Along with the USB port and memory card slot (supporting SD, MS and MMC formats), wired and wireless (g standard) internet connectivity are provided for accessing content.

Configuring the frame to connect to the internet is quick and easy. When you turn it on, there are four menu options – Frame Memory, Home Network, Internet and Setup.

The Home Network and Internet options will show you the available wireless networks.

The built-in wi-fi Protected Setup is accessed via a button on the top of the unit, whereby your home router will be detected.

By switching to Wired mode in the Setup menu, you’ll be prompted to connect the supplied Ethernet cable.

Other external content sources are networked PCs and network attached storage devices with universal plug and play AV media support.

In addition, D-Link has partnered with FrameChannel, a free content library service by FrameMedia. The service is useful for web-based remote management of content, providing access to sites such as Facebook and MSN, and picture sharing apps like Picasa, Photobucket, Flickr and .mac.

To register for FrameChannel, an activation code is displayed on the frame once it is paired with your wireless router.

There’s also an online form to fill out and you’ll be asked which photo sharing services you’ve already signed up for. You can also choose to stream other channels like RSS news, weather, trivia and sports.

D-Link has also teamed with Yahoo to offer a downloadable desktop widget for dragging and dropping images you want to store on the frame.

Image quality is of course a key consideration and the DSM-210 displays photos crisply with good colour saturation. However, they appear pixilated if viewed close up.

The viewing angle is wide and the matte screen means direct sunlight doesn’t compromise your view of the image. The 10 inch, 16:9 widescreen has a native resolution of 800 x 480 pixels.

When watching a slideshow, the menu allows you to choose between eight transitions, and alter the time between image changes from three seconds to one minute. Images can also be scaled to various sizes, including to fit the screen. There are no image editing tools built into the frame.

The unit looks chic, with a glossy black bezel around the matte screen. There’s also an interchangeable white faceplate, which attaches to the frame with magnets.

Slideshows can be navigated either with touch controls, shown in blue backlighting along the bottom of the frame’s bezel, or using the remote.

The remote is small and simple to use, with Menu, Back, Rotate, and OK buttons, and four-way direction keys.

Once attached to the back of the unit, the stand swivels for either a portrait or landscape display. There are also slots for wall mounting the frame.

The unit’s motion sensor is a notable feature, especially for the eco-conscious. If no motion is detected by the sensor after 15 minutes, the frame will power down and fire up once motion is detected again.

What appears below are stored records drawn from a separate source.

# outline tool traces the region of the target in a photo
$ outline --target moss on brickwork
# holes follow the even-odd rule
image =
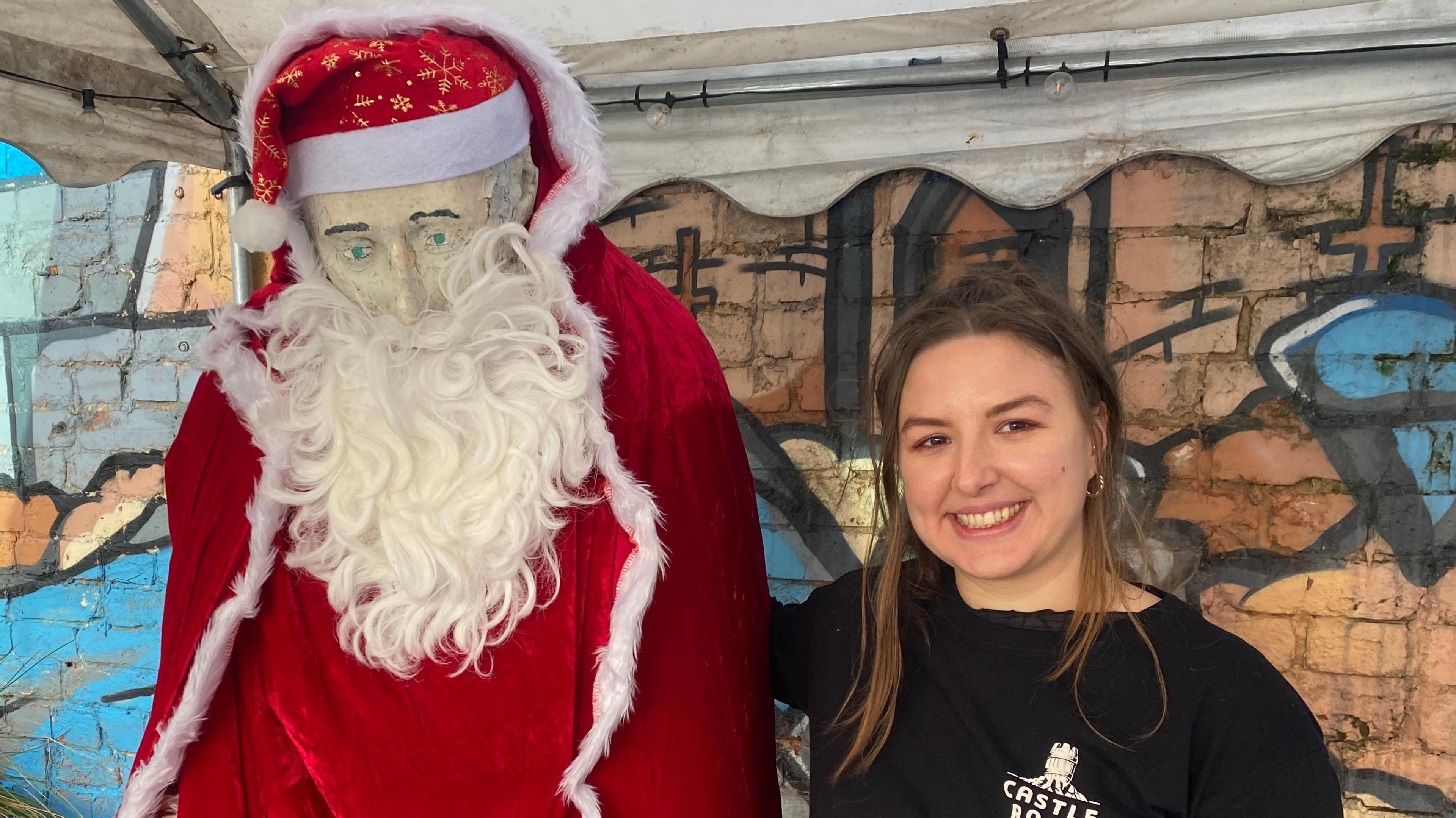
[[[1401,164],[1436,164],[1456,159],[1456,143],[1409,143],[1395,160]]]

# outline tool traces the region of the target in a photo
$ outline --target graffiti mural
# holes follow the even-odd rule
[[[0,148],[3,748],[73,815],[111,815],[150,707],[160,461],[230,291],[211,180],[70,191]],[[1143,573],[1286,672],[1348,815],[1456,815],[1453,128],[1283,188],[1146,157],[1019,211],[900,170],[808,217],[674,183],[603,226],[718,352],[785,601],[871,547],[859,418],[897,311],[970,263],[1035,265],[1120,362]],[[778,723],[802,815],[807,725]]]
[[[226,231],[207,172],[63,189],[3,144],[0,170],[0,750],[7,786],[109,817],[151,707],[162,458],[230,293]]]
[[[719,354],[783,601],[869,547],[859,415],[894,314],[968,263],[1035,265],[1123,368],[1143,573],[1289,675],[1348,815],[1456,815],[1453,137],[1286,188],[1149,157],[1037,211],[909,170],[805,218],[668,185],[604,224]],[[805,732],[780,710],[788,815]]]

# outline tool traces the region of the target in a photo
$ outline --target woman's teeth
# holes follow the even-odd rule
[[[1008,505],[1005,508],[997,508],[996,511],[987,511],[986,514],[957,514],[955,521],[967,528],[990,528],[992,525],[999,525],[1021,511],[1025,502],[1018,502],[1015,505]]]

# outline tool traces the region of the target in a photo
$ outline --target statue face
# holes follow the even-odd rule
[[[405,323],[443,309],[440,275],[466,242],[485,227],[530,218],[530,150],[443,182],[304,196],[303,217],[329,281],[371,313]]]

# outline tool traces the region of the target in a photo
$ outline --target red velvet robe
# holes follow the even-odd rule
[[[609,498],[561,533],[561,591],[492,652],[488,678],[425,667],[399,680],[348,658],[319,582],[282,566],[280,507],[255,496],[288,444],[248,425],[275,399],[252,352],[258,310],[294,277],[323,275],[284,245],[274,282],[220,319],[207,345],[218,371],[167,454],[162,667],[119,815],[151,818],[175,789],[181,818],[776,817],[769,600],[732,403],[692,314],[588,224],[609,185],[601,140],[555,52],[483,9],[325,9],[258,60],[245,137],[261,89],[300,49],[431,26],[479,36],[527,92],[530,240],[572,271],[579,307],[563,317],[600,322],[614,348],[594,477]]]
[[[654,491],[668,552],[632,715],[588,783],[603,815],[776,815],[761,546],[716,358],[689,311],[596,227],[566,262],[613,335],[609,428]],[[166,463],[173,553],[149,736],[246,559],[258,458],[207,374]],[[594,719],[596,655],[633,549],[612,508],[581,509],[561,533],[561,592],[492,654],[489,677],[427,665],[403,681],[363,667],[338,646],[323,585],[281,565],[285,533],[275,543],[259,613],[182,764],[181,818],[575,814],[556,789]]]

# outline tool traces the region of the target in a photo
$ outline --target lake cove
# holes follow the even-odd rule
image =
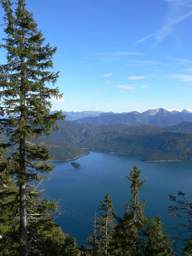
[[[98,151],[79,158],[78,162],[81,166],[79,169],[74,168],[70,161],[53,162],[56,167],[53,178],[44,186],[46,194],[61,199],[62,209],[71,212],[58,217],[57,222],[64,232],[76,237],[79,245],[91,233],[92,224],[67,207],[93,220],[95,210],[99,213],[97,209],[99,198],[103,199],[108,192],[118,215],[122,216],[124,204],[129,203],[130,197],[131,184],[125,176],[135,164],[142,171],[141,178],[147,180],[139,191],[140,200],[147,201],[145,216],[160,214],[163,218],[164,227],[167,228],[166,233],[172,237],[175,235],[172,228],[182,219],[169,215],[167,207],[172,204],[167,195],[177,195],[177,191],[180,191],[192,201],[192,163],[145,163],[138,156]]]

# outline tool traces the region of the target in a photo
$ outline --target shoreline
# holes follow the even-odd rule
[[[85,149],[85,148],[84,148]],[[89,149],[90,150],[95,150],[98,151],[101,151],[102,152],[105,152],[105,153],[109,153],[109,154],[132,154],[134,156],[140,156],[140,159],[143,162],[144,162],[145,163],[160,163],[160,162],[183,162],[186,163],[191,163],[191,161],[186,161],[184,160],[157,160],[154,161],[145,161],[143,160],[143,156],[141,155],[138,154],[133,154],[132,153],[125,153],[125,152],[110,152],[106,150],[102,150],[101,149],[97,149],[96,148],[86,148],[86,149]]]
[[[84,154],[82,155],[81,155],[80,156],[79,156],[79,157],[77,157],[76,158],[73,158],[71,159],[67,159],[67,160],[51,160],[51,161],[52,162],[66,162],[67,161],[72,161],[72,160],[76,160],[76,159],[77,159],[78,158],[79,158],[80,157],[83,157],[83,156],[85,156],[87,154],[90,154],[90,152],[86,153],[86,154]]]

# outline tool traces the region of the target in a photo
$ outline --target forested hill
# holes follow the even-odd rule
[[[180,124],[172,125],[167,127],[170,131],[192,133],[192,122],[183,122]]]
[[[38,142],[43,141],[49,147],[55,160],[75,159],[89,154],[88,149],[84,149],[87,148],[139,154],[145,161],[192,160],[192,134],[122,123],[96,125],[61,121],[58,124],[59,130],[52,133],[48,139],[38,139]],[[190,125],[180,124],[178,127],[189,129]]]
[[[138,154],[146,161],[192,160],[192,134],[122,123],[95,125],[64,121],[58,125],[60,130],[51,134],[48,145],[50,141],[56,142],[55,145],[64,142],[79,148]],[[61,144],[61,147],[58,145],[54,148],[55,159],[59,155],[57,150],[62,150]]]
[[[121,113],[104,113],[97,116],[81,118],[78,121],[97,125],[121,122],[133,125],[150,125],[165,128],[183,122],[192,121],[192,114],[190,113],[170,112],[160,108],[149,110],[143,113],[137,111]]]

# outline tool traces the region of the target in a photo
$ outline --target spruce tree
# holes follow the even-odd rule
[[[122,218],[118,218],[113,239],[113,253],[118,256],[161,256],[171,255],[172,244],[169,235],[163,234],[162,218],[146,218],[144,215],[145,201],[140,203],[139,190],[145,180],[140,178],[141,173],[137,166],[130,170],[127,178],[131,182],[131,204],[125,204]]]
[[[95,255],[111,255],[112,250],[112,240],[115,227],[116,213],[112,204],[112,201],[107,193],[103,201],[100,199],[100,206],[97,209],[102,212],[96,218],[96,221],[95,243],[94,234],[87,238],[87,243],[91,245],[93,251],[95,245]]]
[[[0,48],[5,50],[7,63],[0,65],[0,119],[1,132],[9,137],[8,145],[18,145],[9,158],[9,169],[15,175],[18,187],[19,240],[20,255],[29,254],[29,184],[42,180],[42,175],[52,171],[47,162],[50,158],[48,148],[42,143],[32,143],[41,135],[48,136],[58,128],[57,121],[64,118],[61,111],[49,114],[51,97],[61,98],[58,88],[50,88],[59,72],[51,72],[52,57],[56,47],[45,44],[41,31],[26,9],[25,0],[13,2],[0,0],[4,10],[6,35]],[[38,162],[37,164],[36,163]]]

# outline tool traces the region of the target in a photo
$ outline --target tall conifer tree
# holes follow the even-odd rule
[[[0,0],[5,11],[4,32],[6,37],[0,48],[6,51],[7,63],[0,65],[0,103],[1,132],[9,138],[9,145],[17,144],[12,155],[19,188],[20,241],[20,255],[29,255],[26,186],[34,180],[41,180],[42,174],[53,170],[46,162],[50,158],[48,150],[42,144],[32,143],[40,135],[48,136],[58,128],[57,121],[63,119],[61,111],[49,114],[49,99],[62,95],[54,84],[59,72],[50,71],[56,47],[44,44],[41,31],[33,14],[26,8],[25,0],[13,2]],[[40,161],[45,161],[45,162]],[[35,162],[41,163],[36,164]]]

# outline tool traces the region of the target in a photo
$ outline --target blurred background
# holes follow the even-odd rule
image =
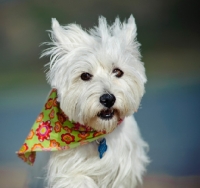
[[[15,155],[50,90],[39,59],[51,18],[97,25],[133,14],[148,83],[135,114],[149,143],[144,188],[200,187],[200,11],[195,0],[0,0],[0,187],[42,188],[48,153]]]

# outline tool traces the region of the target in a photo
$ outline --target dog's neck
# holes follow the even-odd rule
[[[122,120],[119,120],[118,124],[121,122]],[[107,145],[105,139],[101,138],[106,134],[106,131],[96,131],[87,125],[70,121],[61,110],[57,102],[57,91],[53,89],[17,154],[25,162],[33,165],[36,151],[66,150],[100,139],[103,141],[100,141],[98,150],[100,156],[103,156]]]

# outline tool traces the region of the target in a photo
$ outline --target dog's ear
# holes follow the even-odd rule
[[[59,46],[65,51],[71,51],[74,48],[88,42],[88,34],[77,24],[60,26],[55,18],[52,18],[51,39],[54,45]]]
[[[131,15],[128,21],[120,22],[119,18],[116,18],[114,24],[112,25],[113,35],[119,38],[128,48],[135,46],[137,27],[135,24],[135,19]]]
[[[132,42],[135,41],[136,36],[137,36],[137,27],[135,24],[135,18],[133,17],[133,15],[130,16],[130,18],[128,19],[127,23],[124,22],[123,25],[123,31],[125,34],[125,40],[127,45],[130,45]]]

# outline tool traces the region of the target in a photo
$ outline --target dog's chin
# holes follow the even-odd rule
[[[91,118],[88,125],[97,131],[112,132],[120,120],[120,115],[116,109],[103,109]]]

At 20 x 30 x 5cm, this frame won’t be suitable for small desks, however.

D-Link has included a comprehensive manual embedded on the provided CD.

Other than the lack of image editing tools and the up-close pixilation, the hefty price is the main downside to the DSM-210.

With the AC power connection it can’t be called truly wireless, while the 1GB of internal memory is too small for those with extensive content they wish to display. Also, with only three categories of memory card supported, there will be many, such as CF, that aren’t. The other gripe is only one image can be moved from your PC to the frame at a time, unless you use the desktop widget.

Apart from these points, this offering from D-Link should be on your shopping list if you’re considering a high-end photo frame and have lots of online content to manage.